How do we stop seeing the ordained as a job (profession) hired by the community and start seeing the ministry as one of the gifts functioning within the community?
This is a very crucial question for us at this time: seminary costs too damn much and the ministry, really, doesn’t pay enough to justify the cost.
Often a huge portion of people seem to get out of seminary looking for a job in their profession du jure (opting later to be lawyer or doctor or bookstore clerk) rather than from any evident calling or a desire to carry the tradition of the faith forward. They are treating the ministry as an avocation rather than a vocation. It’s simply what they are doing now rather than who they are. It’s a job rather than an adventure within a community.

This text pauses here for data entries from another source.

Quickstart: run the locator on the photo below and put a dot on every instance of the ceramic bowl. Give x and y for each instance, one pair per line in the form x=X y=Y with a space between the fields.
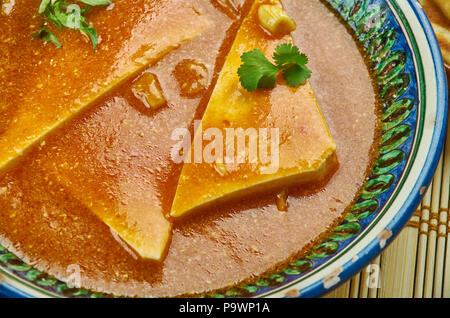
x=409 y=71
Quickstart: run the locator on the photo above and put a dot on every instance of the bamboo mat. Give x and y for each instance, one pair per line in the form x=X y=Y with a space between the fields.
x=417 y=263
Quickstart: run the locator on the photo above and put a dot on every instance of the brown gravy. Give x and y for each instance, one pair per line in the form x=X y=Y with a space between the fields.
x=47 y=227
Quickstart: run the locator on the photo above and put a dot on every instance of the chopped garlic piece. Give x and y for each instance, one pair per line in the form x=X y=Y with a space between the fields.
x=275 y=19
x=148 y=90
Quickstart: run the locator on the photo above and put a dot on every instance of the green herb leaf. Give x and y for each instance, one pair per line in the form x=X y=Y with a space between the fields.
x=47 y=36
x=258 y=72
x=96 y=2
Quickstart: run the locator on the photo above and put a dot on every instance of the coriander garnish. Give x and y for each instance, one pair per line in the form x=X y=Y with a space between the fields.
x=258 y=72
x=70 y=15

In Leaving Church, Barbara Brown Taylor describes a scene where members of “her” congregation are tossing each other into the swimming pool. She wants to be like “everyone else” and get tossed into the pool as well. But it is evident (at least at the beginning of the scene) that a combination of her “position” and the community’s perception of her (and possibly her own perception of herself within that community) are keeping her clothes dry. Having been Eastern Orthodox, I can easily recognise the “spooky” aspect of people who think that only because they wear a black dress I should automatically have some sort of reverence for them (even when they have been a dickhead, or a blog troll or whatever). But I’ve seen that in ECUSA, in Methodism, in Indy-Cath and Roman traditions as well. In this regard, I’m glad I was taught well by Fr Victor – may his memory be a blessing! It is not the priest, but Christ acting through the priest that we honour. But as with all of the laity, when the priest begins to act like Christ she, too, is worthy of our honour.
How do we stop seeing the position of liturgical leadership and preaching as a job some people have (lucky blokes) – often limited to only the seminary trained, or seminary trained men, or seminary trained heterosexual men, or seminary trained celibate heterosexual men – and start seeing liturgical leadership and preaching as part of what the Church does as a whole body?